Part 3 — Fine-Tuning¶
Overview
Fine-tuning adapts a pre-trained model to your task. This article walks through the full spectrum: full fine-tuning, parameter-efficient methods (LoRA, QLoRA), supervised instruction tuning with trl, and the principles behind RLHF.
1. Taxonomy of Fine-Tuning Approaches¶
Full Fine-Tuning
├── All parameters updated
└── Most expensive, best ceiling
Parameter-Efficient Fine-Tuning (PEFT)
├── LoRA — inject low-rank matrices
├── QLoRA — quantised base + LoRA
├── Prefix Tuning — prepend learnable tokens
└── Adapters — small bottleneck layers
Instruction Fine-Tuning (SFT)
└── Supervised training on (prompt, response) pairs
Alignment
├── RLHF — reward model + PPO
└── DPO — direct preference optimisation
2. Full Fine-Tuning¶
All model weights are updated. Use when you have enough compute and enough data.

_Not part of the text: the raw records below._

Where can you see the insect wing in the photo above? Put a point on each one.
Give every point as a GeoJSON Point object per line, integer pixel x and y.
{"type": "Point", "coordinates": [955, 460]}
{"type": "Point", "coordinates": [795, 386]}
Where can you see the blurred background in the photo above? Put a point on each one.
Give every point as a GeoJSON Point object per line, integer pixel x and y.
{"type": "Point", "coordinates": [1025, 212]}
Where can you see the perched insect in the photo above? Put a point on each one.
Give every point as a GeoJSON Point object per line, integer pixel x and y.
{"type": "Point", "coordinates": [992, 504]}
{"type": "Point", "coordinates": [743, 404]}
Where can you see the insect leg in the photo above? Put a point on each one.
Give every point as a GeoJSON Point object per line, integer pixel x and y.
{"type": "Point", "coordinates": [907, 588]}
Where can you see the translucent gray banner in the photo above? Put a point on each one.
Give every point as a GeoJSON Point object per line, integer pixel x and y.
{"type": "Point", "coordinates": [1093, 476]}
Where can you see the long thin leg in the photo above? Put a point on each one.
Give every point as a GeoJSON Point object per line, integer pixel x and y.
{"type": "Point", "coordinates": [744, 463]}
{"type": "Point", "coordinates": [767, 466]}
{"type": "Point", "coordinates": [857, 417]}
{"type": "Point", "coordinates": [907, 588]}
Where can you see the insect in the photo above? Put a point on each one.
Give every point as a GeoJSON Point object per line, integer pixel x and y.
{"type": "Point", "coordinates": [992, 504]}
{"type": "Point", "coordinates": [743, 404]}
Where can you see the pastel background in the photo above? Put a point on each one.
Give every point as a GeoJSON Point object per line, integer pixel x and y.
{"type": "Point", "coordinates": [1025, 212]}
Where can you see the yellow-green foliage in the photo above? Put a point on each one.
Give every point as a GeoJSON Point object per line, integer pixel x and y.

from transformers import AutoModelForSequenceClassification, TrainingArguments, Trainer
from datasets import load_dataset
model = AutoModelForSequenceClassification.from_pretrained(
"distilbert-base-uncased",
num_labels=2,
)
ds = load_dataset("imdb")
args = TrainingArguments(
output_dir="checkpoints/distilbert-imdb",
num_train_epochs=3,
per_device_train_batch_size=32,
per_device_eval_batch_size=64,
learning_rate=2e-5,
weight_decay=0.01,
evaluation_strategy="epoch",
save_strategy="epoch",
load_best_model_at_end=True,
bf16=True,
)
trainer = Trainer(
model=model,
args=args,
train_dataset=ds["train"],
eval_dataset=ds["test"],
)
trainer.train()
Catastrophic forgetting
Full fine-tuning on a small dataset can destroy the model's general capabilities. Use a low LR (2e-5 to 5e-5), a short schedule, and early stopping.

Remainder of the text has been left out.